Am 4. Februar 2000 erschien der Titel für den PC, und damals hätte wohl niemand geglaubt, wie gut die Simulation des Lebens virtueller Menschen ankommen würde. Doch vor allem bei Frauen kam das Konzept außergewöhnlich gut an. EA versorgte die Fans mit etlichen Erweiterungen und mittlerweile auch zwei Fortsetzungen samt dazugehörigen AddOns. Bis jetzt wurden über 125 Millionen „Die Sims“-Spiele weltweit verkauft, das bescherte Electronic Arts einen Umsetz von über 2,5 Milliarden Dollar. In 60 Ländern ist „Die Sims“ erhältlich, in 22 Sprachen wurde das Franchise übersetzt. Überall gleich geblieben ist aber das Gebrabbel der Sims, auch Simlish genannt.

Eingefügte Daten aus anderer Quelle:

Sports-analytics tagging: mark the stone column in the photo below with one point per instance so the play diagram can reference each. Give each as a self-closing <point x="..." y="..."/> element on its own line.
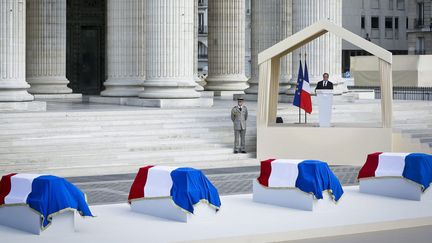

Im Laufe der Zeit entwickelte sich die Serie immer weiter: Konnte man früher ausschließlich seine Wohnung einrichten und seinen Sim zur Arbeit bzw. zu allerlei Freizeitaktivitäten schicken, um ihn glücklich zu stimmen, so ist die neueste Ausgabe „Sims 3“ längst im Internet-Zeitalter angekommen. Im „Sims-Shop“ können fiktive Waren, Klamotten oder Objekte für die „eigenen“ vier Wände mit echtem Geld bezahlt werden, es ist sogar möglich, online andere Nachbarschaften zu besuchen. Das ging zwar einige Jahre zuvor schon bei „Die Sims Online“, doch dieser Ableger ist der einzige Teil der Serie, der floppte - vermutlich, weil er seiner Zeit voraus war.
„Die Sims“ sind im Grunde auf allen aktuellen Spielgeräten verfügbar - vom PC, Mac, Konsole bis hin zu iPhone und Handys. Und ein Ende? Das scheint nicht in Sicht!